Sensitivity Tests

Several labs perform tests for sensitivities to foods, chemicals, dyes and other compounds. You can also test yourself at home for food sensitivities.

Lab Tests

The Alcat Test is a lab based immune stimulation test. White blood cells are challenged with various substances including: foods, additives, colorings, chemicals, medicinal herbs, functional foods, molds and pharmaceutical compounds. The patient’s unique set of responses help to identify substances that may trigger potentially harmful immune system reactions.

The Alcat Test classifies a patient’s response to each test substance as reactive, borderline, or non-reactive. Based on these classifications, a customized elimination/rotation diet may be designed to eliminate the specific triggers of chronic immune system activation. By reducing this ongoing burden – and in particular, by reversing the sustained and destructive inflammation it produces – normal body functions and immune system balance can be improved.

Alcat also provides daily menus plans and instructions for reintroducing foods into the diet based on the results of your food sensitivity tests.

Source: Alcat

Some doctors now provide Alcat testing in the office along with nutrition and lifestyle coaching.

Blood for Alcat food sensitivity tests can also be drawn at a local ANY LAB TEST NOW® location. ANY LAB TEST NOW is a direct access lab testing services company. There are over 150 locations across the United States.

Food Sensitivity Tests at Home

A version of the Coca Pulse Test can be easily done at home and requires no special equipment, although a pulse meter can be helpful.

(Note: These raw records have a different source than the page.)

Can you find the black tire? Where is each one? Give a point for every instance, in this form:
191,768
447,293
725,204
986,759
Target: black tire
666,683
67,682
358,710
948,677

  • Obtain a small piece of the food that you want to check and sit at a table.
  • Rest for a few minutes to allow your pulse rate to drop.
  • Check your pulse at your wrist for a full minute (time it with the second hand of a clock or watch, use the minutes on a digital clock, or use a pulse meter) and count how many beats you feel. This is your resting pulse rate.
  • Put the piece of food on your tongue (test only one type of food at a time) and hold it there for at least 30 seconds.  Then check your pulse rate again for a full minute, with the food staying on your tongue the entire time.

If your pulse increases 4 or more beats per minute (3 if you have type O blood), the food is causing a stress response because it is an irritant to you. Do not swallow that food. Spit it out.

You can repeat this test with another food once your pulse has returned to its resting rate.

NOTE: If testing eggs, test the egg yolk and the egg white separately. Egg yolks are often better tolerated than egg whites.